Review: Memory by Donald E Westlake (2011 novel)

The late Donald Westlake is best known as a writer of crime fiction, some serious and hard-boiled (including a series he wrote under the name Richard Stark) and others very funny, notably those starring John Dortmunder, a professional thief with perpetually bad luck. Back in 1964 Westlake wrote this novel, very different from anything else he’d done, and which his agent convinced him was too literary. It sat in a drawer until friend and fellow writer Lawrence Block read it and urged Westlake to publish it. It finally made it into print this past year, unfortunately after the author’s death.

As the novel opens, the protagonist, a handsome young actor with a touring company, suffers a terrible beating at the hands of a jealous husband, leaving him with a concussion and memory problems that are something like a moderate case of Alzheimer’s. By the time he leaves the hospital his acting troupe has long since moved on, and he doesn’t have money for busfare back home to New York, where he’s anxious to go partly in the hope that familiar surroundings will help him recover his memory.
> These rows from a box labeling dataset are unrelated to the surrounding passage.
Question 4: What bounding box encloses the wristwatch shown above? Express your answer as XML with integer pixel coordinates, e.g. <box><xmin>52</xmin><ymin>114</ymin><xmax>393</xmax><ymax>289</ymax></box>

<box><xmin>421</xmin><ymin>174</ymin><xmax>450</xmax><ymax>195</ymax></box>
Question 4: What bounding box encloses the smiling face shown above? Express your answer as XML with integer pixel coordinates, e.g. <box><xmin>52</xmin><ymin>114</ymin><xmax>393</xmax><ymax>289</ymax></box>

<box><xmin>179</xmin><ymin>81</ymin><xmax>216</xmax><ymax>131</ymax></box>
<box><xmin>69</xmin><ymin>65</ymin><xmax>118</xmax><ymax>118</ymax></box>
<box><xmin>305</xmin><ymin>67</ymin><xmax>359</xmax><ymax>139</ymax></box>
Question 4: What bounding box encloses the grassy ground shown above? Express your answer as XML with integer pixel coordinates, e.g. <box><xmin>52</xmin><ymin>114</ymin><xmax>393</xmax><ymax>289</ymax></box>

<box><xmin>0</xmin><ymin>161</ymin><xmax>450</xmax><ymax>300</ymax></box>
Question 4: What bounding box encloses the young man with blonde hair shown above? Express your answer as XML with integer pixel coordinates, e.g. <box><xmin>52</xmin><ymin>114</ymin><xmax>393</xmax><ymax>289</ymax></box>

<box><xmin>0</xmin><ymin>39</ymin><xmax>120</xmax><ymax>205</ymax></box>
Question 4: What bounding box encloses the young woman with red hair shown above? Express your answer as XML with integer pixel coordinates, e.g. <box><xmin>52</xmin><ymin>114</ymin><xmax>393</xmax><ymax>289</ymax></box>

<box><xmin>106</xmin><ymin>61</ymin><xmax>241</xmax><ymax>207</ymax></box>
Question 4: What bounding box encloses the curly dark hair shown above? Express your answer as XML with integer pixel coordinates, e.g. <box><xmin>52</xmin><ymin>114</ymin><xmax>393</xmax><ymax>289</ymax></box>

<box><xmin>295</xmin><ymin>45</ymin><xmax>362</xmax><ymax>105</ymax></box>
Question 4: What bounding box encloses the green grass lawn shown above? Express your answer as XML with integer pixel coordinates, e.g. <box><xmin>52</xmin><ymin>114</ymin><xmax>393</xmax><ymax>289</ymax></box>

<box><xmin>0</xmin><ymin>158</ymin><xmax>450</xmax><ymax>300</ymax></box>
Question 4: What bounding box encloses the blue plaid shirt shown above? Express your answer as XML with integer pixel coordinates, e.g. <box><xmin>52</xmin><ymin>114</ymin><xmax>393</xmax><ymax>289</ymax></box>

He finds an unskilled job at a tannery and a place to stay and after a while even a girlfriend. For a couple of months he’s reasonably content, though his memory is getting progressively worse. Finally he heads home to New York and tries to get back into his old life, but  it turns out that he can barely remember his friends, and they start drifting away from him when they find his personality changed and his presence distressing.

The book was published under a mystery imprint, and there’s a sort of mystery subplot, but it’s really a mainstream novel, a remarkably well-written one, one of Westlake’s best and most memorable works. But it’s also very sad, and while the ending isn’t entirely tragic, I should warn you that it isn’t at all upbeat. Not a book to read if you’re in a melancholy mood!